His team demonstrated two experiments on the day Science Nation stopped by. In one experiment, run by assistant research professor Jonathan Brumberg, a volunteer shows how she uses a speech synthesizer to make vowel sounds just by thinking about moving a hand or foot. She never moves her body or says anything.
“We use an EEG cap to read the brain signals coming from her brain through her scalp,” explains Brumberg, who tracks the brainwaves with a computer. “Depending on what body part she imagines moving, the cursor moves in different directions on the screen. Brumberg explains that he is able to, “translate those brain activities into audio signals that can be used to drive a voice synthesizer. We’ve mapped the “uw” sound to a left hand movement, the “aa” sound to right hand movement, and the “iy” sound to a foot movement.”

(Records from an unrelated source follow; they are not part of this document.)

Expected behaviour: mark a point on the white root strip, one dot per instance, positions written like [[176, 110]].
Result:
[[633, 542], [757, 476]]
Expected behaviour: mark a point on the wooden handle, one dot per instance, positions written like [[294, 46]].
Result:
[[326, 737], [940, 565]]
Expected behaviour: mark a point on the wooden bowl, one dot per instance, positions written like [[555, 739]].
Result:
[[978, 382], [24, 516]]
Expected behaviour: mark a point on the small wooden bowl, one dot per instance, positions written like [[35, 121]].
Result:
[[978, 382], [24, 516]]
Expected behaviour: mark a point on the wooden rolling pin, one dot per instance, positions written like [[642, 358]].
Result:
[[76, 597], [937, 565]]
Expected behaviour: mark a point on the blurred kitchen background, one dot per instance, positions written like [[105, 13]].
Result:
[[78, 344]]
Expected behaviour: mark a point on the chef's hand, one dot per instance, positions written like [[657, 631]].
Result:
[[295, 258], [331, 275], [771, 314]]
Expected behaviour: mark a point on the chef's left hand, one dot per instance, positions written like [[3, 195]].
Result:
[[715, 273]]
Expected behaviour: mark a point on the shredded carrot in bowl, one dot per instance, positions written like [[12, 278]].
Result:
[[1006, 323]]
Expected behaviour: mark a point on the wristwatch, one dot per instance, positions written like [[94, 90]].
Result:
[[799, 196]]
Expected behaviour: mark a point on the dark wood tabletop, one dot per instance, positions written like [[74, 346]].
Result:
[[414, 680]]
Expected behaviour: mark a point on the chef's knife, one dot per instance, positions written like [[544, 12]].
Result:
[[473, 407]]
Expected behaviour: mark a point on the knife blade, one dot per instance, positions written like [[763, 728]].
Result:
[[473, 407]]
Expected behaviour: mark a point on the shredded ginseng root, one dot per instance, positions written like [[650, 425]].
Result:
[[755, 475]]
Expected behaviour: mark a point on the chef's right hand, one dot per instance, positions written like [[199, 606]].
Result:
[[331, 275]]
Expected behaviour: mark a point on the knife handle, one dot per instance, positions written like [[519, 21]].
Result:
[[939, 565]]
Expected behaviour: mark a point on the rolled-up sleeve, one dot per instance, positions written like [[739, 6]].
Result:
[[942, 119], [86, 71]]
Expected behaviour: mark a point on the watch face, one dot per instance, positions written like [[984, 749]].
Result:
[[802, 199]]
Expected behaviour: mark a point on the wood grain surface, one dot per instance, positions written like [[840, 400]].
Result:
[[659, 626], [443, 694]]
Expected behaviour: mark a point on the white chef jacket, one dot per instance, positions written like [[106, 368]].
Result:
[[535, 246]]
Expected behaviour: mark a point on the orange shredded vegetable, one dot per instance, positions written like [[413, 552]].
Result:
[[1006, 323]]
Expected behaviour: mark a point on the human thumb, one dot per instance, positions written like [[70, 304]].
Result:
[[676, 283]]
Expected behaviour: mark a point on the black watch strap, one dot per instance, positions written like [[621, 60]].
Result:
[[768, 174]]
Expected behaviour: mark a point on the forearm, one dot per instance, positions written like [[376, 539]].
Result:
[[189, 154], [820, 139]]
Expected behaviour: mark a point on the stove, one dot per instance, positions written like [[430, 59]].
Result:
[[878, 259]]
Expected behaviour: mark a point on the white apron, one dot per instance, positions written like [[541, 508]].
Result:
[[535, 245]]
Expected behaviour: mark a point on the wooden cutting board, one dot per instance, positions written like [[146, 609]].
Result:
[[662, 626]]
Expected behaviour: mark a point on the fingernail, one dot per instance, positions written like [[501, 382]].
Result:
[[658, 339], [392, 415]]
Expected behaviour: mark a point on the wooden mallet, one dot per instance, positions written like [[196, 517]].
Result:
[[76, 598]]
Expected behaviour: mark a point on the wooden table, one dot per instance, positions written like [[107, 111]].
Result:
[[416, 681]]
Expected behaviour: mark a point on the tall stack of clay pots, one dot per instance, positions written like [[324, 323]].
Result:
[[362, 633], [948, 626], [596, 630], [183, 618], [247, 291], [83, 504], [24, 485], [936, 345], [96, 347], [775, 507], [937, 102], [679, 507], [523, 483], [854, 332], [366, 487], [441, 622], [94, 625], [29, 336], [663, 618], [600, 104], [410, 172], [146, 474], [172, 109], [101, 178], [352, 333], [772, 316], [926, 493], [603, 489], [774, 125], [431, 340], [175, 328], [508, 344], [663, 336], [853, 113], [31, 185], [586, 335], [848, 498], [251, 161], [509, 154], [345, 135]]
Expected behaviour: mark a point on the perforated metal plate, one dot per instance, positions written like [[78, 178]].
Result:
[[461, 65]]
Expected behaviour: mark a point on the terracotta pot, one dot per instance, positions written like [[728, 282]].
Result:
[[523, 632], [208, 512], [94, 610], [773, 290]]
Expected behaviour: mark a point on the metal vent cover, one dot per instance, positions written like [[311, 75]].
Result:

As the subject sits perfectly still, the cursor starts to move freely across the screen. Each of those sounds is represented by three circles on a computer screen. The subject needs to get the cursor into the center of any of the three circles to get the synthesizer to make the right vowel sound.
We watch as the subject imagines moving her left hand to get the cursor to move right into the center of the “uw” circle, and we hear a synthetic “uw” droning from the synthesizer. Brumberg has experimented on locked-in patients, too, and the results have been startling.
“We started with helping a locked-in patient regain an ability to make certain vowel sounds and that was amazing. He hasn’t been able to talk in years and the first time he made a movement with our formant synthesizer, he nearly, you know, jumped out of his chair with excitement,” says Brumberg. “Although the patient has no actual voluntary movement, involuntary motor actions are often seen when the patient gets excited.”
Guenther says this technology holds great promise not just for locked-in patients. “We hope these technologies would be applied to people that have other communication disorders that cause them to be unable to speak,” he says. “This sort of thing would allow them to produce synthetic speech, which could be used to talk to the people around them and mention their needs.”
In another experiment, graduate student Sean Lorenz takes a robot out for a spin using only brainwaves. The checkerboards on the sides of the screen flash at slightly different frequencies. To the naked eye, the differences are subtle. “But the neurons in his visual cortex start firing in synchrony with the checkerboard he’s looking at and so we can pick up the frequency and from that, determine which choice he was trying to make, left, right, forward or backward, for example.” explains Guenther.
For locked-in patients, Guenther adds, “If they’re pointing their eyes at a visual screen, they can focus their attention on one of the different frequencies and they can manipulate what happens in a robot or in a computer.”
According to Guenther it’s just a matter of time before these technologies are commercially available. It’s all part of a vision that pairs biology with technology to find a way out–for those who are locked-in.